Yesterday, I bumped into PostRank. This system is collecting data from various social systems like Twitter and provides a service where you can type in an url of a blog post or a entire blog. You get a PostRank depending on the popularity of the URL.
I wrote a plugin for Atomisator and ran it on my own blog. Here's the result: http://ziade.org/afpy/
And the Atomisator configuration for this is :
database = sqlite:///carpet.db
rss public/rss.xml "http://tarekziade.wordpress.com/feed/atom/" "Carpet Python with PR" "Powered by Atomisator"
How PostRank works
PostRank works with urls you provide, on their web interface or through their web services.
As long as these url are present in their big cloud-computing based system, they provide a rank that is calculated with the number of comments related to the blog, the number of tweet messages that refers to it, and so on. The complete algorithm they used is secret but this is not the point. I have secret algorithms too ;).

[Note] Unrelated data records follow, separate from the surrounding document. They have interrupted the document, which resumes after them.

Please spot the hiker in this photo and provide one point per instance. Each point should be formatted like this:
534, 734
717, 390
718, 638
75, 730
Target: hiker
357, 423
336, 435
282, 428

The point is that they are trying to categorize blog entries using social networks as indicators, and that they have a huge database.
Social indicators in Atomisator
This is one of the approach I have with Atomisator, when it is used to build a planet. For instance I have a Digg plugin that will inject in each entry the comments found on Digg if the entry was digged. It also present the number of Digg. Of course this is done live because I don't have a cloud-computing based system where I store data. I use Digg webservice on the fly. (On the fly here doesn't mean Atomisator make the calls to Digg from the Planet application of course. It means Atomisator calls them when it creates the merged feed on the system)
The benefit of this approach is that I can provide a social indicator on a post immediatly. Systems like PostRank will not work on entries that are too recent because their spiders have a lag of one week or so.
The pitfall of my approach is that I am unable to calculate trends because I don't store the indicators as they vary.
But if someone wanted to build a BtoC application using Atomisator, they could implement a set of plugins based on Amazon tools to make them store data in a more scalable way and in time.
So I have this new PostRank plugin, and this is awesome because I have added a treshold parameter in it. Basically if a post has a high PostRank value, it will appear in the Planet. If it's low, it can be automatically removed. The fact that PostRanks are lagging for new entries is not a problem: interesting posts will eventually pop after a few days in the Planet.
This is perfect to reduce the number of entries in an aggregator.
But I do want to write my own PostRank that works live, with no storage at all. Because the whole point of Atomisator is to provide a framework where anyone can try out various filtering combinations.
So to be able to provide this power, it needs to work just by collecting data directly from the social services, like the PostRank plugin does with this PostRank "meta-service". The next step is therefore to see if I can query services like Twitter to list the twits related to an url, without having to store the twitter feed myself.
In any case, if my talk on Atomisator at Pycon 2009 is selected, the PostRank plugin will be shown besides the Digg plugin.